Scent Profile: Top Note of cooling Eucalyptus that opens to middle notes of Cypress, Moss, Bayberry and Amber, with prominent base notes of Fir, Incense and Patchouli.
The Inspiration: When we lived in Boston, we frequently spent part of the weekend outdoors at the shore kayaking or hiking. In mild winter storms we would break out the snowshoes and hike around in the falling snow. We often hiked near home, preferring Wompatuck State Park because it wasn’t far from our suburban town south of Boston. Our daughter was 15 months old or so when we decided to snowshoe one winter afternoon. A heavy snow had recently fallen and wrapped the tree limbs in a thick blanket. It was so crisp and beautiful; the air is so fresh after new fallen snow. Especially among the pines and cedars, it looked to me like a winter wonderland.
I remember playing with our daughter in the new fallen snow, making snow angels and throwing handfuls of snow in the air. As I walked past a pine tree, my husband Stephan subtly yanked the bough over my head and I was half buried under snow, some getting trapped between my neck and my coat collar (he’s a turkey, isn’t he?). We all had good laughs and enjoyed the moment.

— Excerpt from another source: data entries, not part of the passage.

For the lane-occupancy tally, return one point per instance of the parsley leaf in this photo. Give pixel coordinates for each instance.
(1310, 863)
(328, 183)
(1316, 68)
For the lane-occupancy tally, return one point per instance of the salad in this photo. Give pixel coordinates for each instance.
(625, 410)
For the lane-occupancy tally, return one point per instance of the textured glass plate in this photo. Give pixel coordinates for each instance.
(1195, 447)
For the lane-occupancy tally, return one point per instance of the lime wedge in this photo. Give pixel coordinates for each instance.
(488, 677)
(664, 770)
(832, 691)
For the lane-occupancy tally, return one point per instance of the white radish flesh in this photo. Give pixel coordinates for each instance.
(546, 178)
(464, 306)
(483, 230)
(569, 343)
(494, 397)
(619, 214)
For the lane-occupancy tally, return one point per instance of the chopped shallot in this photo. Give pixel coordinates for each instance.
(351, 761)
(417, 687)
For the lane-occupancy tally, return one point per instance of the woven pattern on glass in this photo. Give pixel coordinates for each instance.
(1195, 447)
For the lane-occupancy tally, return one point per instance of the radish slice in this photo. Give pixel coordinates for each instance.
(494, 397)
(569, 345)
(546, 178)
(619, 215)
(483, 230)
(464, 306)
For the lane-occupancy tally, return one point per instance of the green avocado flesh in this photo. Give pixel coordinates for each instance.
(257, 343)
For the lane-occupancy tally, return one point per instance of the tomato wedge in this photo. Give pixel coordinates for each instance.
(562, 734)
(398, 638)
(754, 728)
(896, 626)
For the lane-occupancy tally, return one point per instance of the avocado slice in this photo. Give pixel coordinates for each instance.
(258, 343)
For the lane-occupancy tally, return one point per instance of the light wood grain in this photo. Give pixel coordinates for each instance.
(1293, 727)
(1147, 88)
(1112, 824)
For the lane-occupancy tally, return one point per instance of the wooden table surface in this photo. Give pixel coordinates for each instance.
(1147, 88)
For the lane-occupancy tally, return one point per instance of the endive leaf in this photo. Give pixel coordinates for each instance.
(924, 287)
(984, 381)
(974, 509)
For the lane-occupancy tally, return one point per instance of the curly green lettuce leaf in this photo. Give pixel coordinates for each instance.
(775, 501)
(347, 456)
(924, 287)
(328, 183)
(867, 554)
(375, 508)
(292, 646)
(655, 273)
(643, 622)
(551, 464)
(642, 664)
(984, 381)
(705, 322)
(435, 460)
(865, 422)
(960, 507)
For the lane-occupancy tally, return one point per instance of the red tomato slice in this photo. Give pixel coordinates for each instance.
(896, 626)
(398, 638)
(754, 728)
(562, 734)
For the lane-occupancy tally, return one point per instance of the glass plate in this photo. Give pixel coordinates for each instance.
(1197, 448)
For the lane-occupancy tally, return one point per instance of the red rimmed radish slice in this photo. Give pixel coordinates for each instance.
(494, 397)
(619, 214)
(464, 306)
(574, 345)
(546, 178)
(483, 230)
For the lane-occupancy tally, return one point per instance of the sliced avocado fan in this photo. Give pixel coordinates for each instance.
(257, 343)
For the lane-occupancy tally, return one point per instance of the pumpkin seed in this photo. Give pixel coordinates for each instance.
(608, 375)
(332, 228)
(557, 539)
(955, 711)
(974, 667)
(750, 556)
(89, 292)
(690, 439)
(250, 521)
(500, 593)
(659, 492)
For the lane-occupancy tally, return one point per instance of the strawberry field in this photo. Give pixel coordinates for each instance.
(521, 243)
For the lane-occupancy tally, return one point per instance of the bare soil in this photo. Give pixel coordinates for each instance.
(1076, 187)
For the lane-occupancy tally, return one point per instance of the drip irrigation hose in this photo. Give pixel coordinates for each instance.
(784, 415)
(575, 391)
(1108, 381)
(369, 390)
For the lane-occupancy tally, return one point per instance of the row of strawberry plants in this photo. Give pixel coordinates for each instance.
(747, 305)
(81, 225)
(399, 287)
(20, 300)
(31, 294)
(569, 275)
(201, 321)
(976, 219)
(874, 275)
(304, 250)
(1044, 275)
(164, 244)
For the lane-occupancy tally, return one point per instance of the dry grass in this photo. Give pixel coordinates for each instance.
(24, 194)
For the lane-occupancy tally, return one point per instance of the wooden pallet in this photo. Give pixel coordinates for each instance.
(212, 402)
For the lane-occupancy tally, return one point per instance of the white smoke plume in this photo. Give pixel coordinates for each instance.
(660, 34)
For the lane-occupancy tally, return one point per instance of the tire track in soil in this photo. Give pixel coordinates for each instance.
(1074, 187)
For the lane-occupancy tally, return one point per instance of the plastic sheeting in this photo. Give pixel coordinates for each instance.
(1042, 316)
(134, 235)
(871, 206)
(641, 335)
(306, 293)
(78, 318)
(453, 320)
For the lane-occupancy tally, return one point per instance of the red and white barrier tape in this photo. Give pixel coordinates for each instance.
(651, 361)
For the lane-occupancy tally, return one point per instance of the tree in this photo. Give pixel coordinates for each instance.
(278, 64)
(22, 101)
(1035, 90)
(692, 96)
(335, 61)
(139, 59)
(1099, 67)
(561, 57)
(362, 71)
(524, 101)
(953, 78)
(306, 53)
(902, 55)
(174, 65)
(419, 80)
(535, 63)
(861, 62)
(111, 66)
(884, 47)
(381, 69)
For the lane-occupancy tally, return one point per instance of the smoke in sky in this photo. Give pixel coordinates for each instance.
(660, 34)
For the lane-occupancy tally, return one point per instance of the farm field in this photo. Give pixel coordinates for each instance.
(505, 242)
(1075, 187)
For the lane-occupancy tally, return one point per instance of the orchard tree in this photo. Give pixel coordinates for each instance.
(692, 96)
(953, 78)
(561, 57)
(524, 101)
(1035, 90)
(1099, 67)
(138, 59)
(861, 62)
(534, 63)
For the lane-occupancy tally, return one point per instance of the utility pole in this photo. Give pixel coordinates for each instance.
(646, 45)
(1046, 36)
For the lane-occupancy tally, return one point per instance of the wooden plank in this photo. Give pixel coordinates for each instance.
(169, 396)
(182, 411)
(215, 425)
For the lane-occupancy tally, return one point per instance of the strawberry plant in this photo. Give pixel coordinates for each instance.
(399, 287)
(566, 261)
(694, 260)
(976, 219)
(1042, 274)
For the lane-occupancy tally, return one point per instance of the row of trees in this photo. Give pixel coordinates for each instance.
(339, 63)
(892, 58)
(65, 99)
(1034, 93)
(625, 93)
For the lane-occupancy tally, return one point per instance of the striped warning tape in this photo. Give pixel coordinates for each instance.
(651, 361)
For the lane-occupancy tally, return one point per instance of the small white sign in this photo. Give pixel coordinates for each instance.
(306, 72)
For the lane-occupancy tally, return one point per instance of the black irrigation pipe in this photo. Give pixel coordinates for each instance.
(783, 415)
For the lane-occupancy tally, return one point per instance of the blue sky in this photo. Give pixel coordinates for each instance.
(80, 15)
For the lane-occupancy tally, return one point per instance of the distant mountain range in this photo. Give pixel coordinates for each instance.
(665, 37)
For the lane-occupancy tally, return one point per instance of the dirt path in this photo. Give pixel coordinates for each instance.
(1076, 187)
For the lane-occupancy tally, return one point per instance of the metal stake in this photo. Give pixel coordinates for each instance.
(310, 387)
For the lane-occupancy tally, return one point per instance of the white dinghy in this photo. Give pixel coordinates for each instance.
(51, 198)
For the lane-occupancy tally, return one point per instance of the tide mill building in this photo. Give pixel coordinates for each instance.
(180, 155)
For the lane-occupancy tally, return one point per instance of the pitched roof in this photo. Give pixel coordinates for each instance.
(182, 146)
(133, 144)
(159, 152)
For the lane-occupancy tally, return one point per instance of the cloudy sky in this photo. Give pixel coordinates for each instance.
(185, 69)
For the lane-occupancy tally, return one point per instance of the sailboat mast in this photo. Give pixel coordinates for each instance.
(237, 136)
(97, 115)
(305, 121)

But soon the weather turned colder and the skies darkened again, threatening more snow. Time to head back to the car. Although we’d been to the park a bunch of times, we lost our way because the hiking paths – and blazes on the trees – were also covered in that thick blanket of snow. I remember looking back at my husband, carrying our baby girl in a backpack and seeing her cheeks a chapped rosy shade and telling him worriedly that we need to get back to the car. Remember when cell service was patchy? Yeah, there wasn’t a signal to be had at Wompatuck, not back then anyway. Fortunately, we didn’t wander too long, maybe 15 or 20 minutes, before we found our way back to the parking lot.
With relief, we piled into the car to our waiting thermos of cocoa and headed back home, safe and sound. Wow, those trees looked amazing under the cover of snow.
Are you a fan of winter hiking? How do you keep track of the trail when you can't see the blazes?